I have a problem - I am using the selenium (firefox) web driver to open a webpage, click a few links etc. then capture a screenshot.
My script runs fine from the CLI, but when run via a cronjob it is not getting past the first find_element() test. I need to add some debug, or something to help me figure out why it is failing.
Basically, I have to click a 'log in' anchor before going to the login page. The construct of the element is:
<a class="lnk" rel="nofollow" href="/login.jsp?destination=/secure/Dash.jspa">log in</a>
I am using the find_element By LINK_TEXT method:
login = driver.find_element(By.LINK_TEXT, "log in").click()
I am a bit of a Python Noob, so I am battling with the language a bit...

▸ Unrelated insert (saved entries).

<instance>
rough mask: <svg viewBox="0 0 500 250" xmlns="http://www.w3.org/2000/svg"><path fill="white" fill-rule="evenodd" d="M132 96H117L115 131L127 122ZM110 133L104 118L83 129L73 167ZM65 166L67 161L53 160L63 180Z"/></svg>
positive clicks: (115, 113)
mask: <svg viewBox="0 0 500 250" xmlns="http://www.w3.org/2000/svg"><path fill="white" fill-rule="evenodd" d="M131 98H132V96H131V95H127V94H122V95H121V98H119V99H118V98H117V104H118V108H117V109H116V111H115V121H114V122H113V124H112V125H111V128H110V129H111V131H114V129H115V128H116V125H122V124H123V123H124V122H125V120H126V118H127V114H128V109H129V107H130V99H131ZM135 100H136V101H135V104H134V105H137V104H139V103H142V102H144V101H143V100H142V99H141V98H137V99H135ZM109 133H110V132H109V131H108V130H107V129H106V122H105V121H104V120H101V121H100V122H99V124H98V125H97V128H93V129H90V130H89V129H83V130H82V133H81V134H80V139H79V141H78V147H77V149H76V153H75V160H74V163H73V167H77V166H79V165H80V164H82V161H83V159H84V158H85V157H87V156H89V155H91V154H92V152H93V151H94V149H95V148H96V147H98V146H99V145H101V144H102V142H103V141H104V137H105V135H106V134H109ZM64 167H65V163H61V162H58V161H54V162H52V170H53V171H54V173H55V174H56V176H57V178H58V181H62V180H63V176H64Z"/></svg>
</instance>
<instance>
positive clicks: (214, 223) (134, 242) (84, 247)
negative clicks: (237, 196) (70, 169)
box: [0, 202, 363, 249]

A) How do I check that the link is actually being picked up by python? Should I use try/catch block?
B) Is there a better/more reliable way to locate the DOM element than by LINK_TEXT? E.g. In JQuery, you can use a more specific selector $('a.lnk:contains(log in)').do_something();
I have solved the main problem and it was just finger trouble - I was calling the script with incorrect parameters - Simple mistake.
I'd still like some pointers on how to check whether an element exists. Also, an example/explanation of implicit / explicit Waits instead of using a crappy time.sleep() call.
Cheers, ns
a)
from selenium.common.exceptions import NoSuchElementException
def check_exists_by_xpath(xpath):
try:
webdriver.find_element_by_xpath(xpath)
except NoSuchElementException:
return False
return True
b) use xpath - the most reliable. Moreover you can take the xpath as a standard throughout all your scripts and create functions as above mentions for universal use.
UPDATE: I wrote the initial answer over 4 years ago and at the time I thought xpath would be the best option. Now I recommend to use css selectors. I still recommend not to mix/use "by id", "by name" and etc and use one single approach instead.